Hidbid.com is another sniping service you may want to give a try.
Everyone has pretty much covered the benefits of sniping.
All buyers should be happy with sniping as even if you do not snipe, knowing that there will be snipers most likely bidding on the item that you want to bid on, you have to decide on your absolute maximum bid and either place your bid right away or schedule a snipe (or do it manually). That's it. You win or you lose, but no second-guessing. If you win, you got a good deal. If you lose, the winner paid too much.
There's a couple of things you have to watch out for when sniping - that you are qualified to bid on the item that you're interested in, and that there are no special noticess shown by eBay before the bid confirmation page is shown.
What you can do to check is just enter a bid and on the item and click the "Place bid" button. Your bid will not be placed immediately as you will have to confirm it on the next page by clicking a "confirm bid" button (which you will not do). If the next page shown is the bid confirmation page, all should be well. If you see a special notice, this adds an extra step to the bidding process and will prevent your snipe from being executed.

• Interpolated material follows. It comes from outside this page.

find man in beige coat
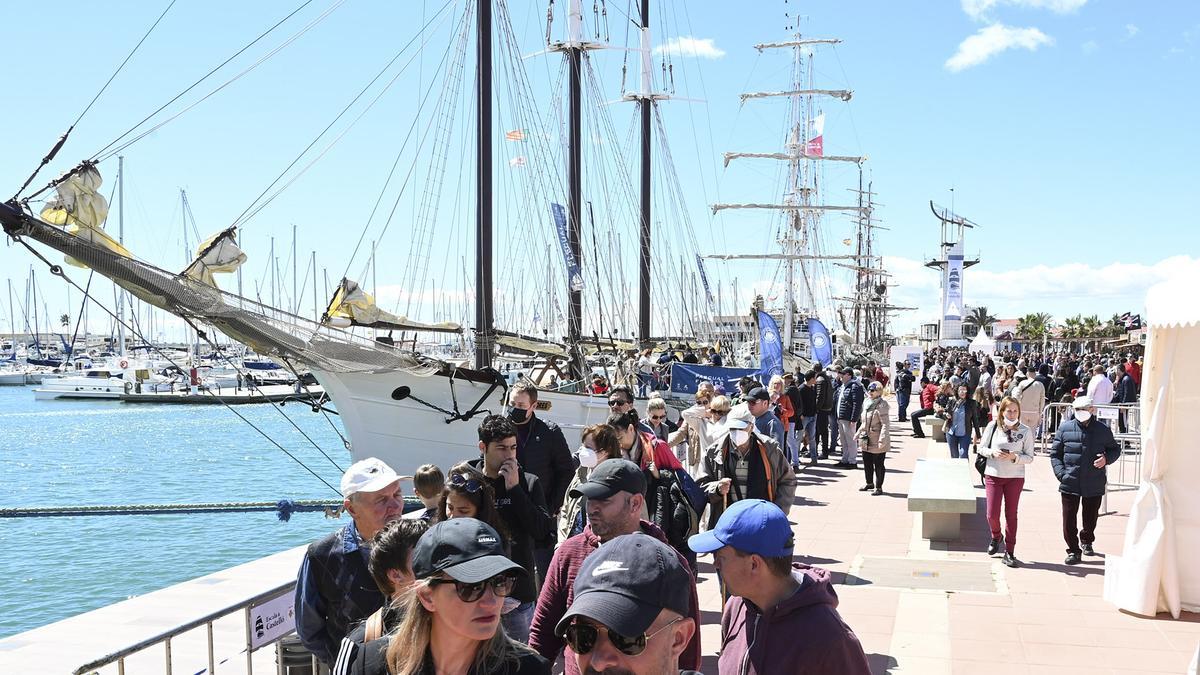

Actually, this could probably easily be worked through, however, with hidbid anyway, it is set up so that these now notices are not automatically bypassed as it is probably a good idea for you to read the notice to know any special information about the item, or similar items in general.
I know that when a toy is the auction item, a 'possible recall' notice will be shown before the bid confirmation page. Some sort of notice is shown before the bid confirmation page, when the auction item is a ticket or tickets to events.
Those are the notices that I am aware of.

You also need to be sure that you are qualified to bid on an item. Sellers can put restrictions on countries that they ship to, accepted payment methods (PayPal, which, is about the only payment method available on eBay nowadays anyway), can block bidders who have bid retractions in the last month or even the last year I think, and having a certain amount of feedback (not sure but I think that it can only be set to block bidders with an overall negative rating).
Checking for the bid confirmation page will not help in making sure that you are eligible, only actually clicking on the "confirm bid" button would let you know.
However, just look at the item listing page to see where the item ships (if you're in a different country than the seller) and/or contact the seller to see if there is a feedback rating or bid retraction restriction on the item.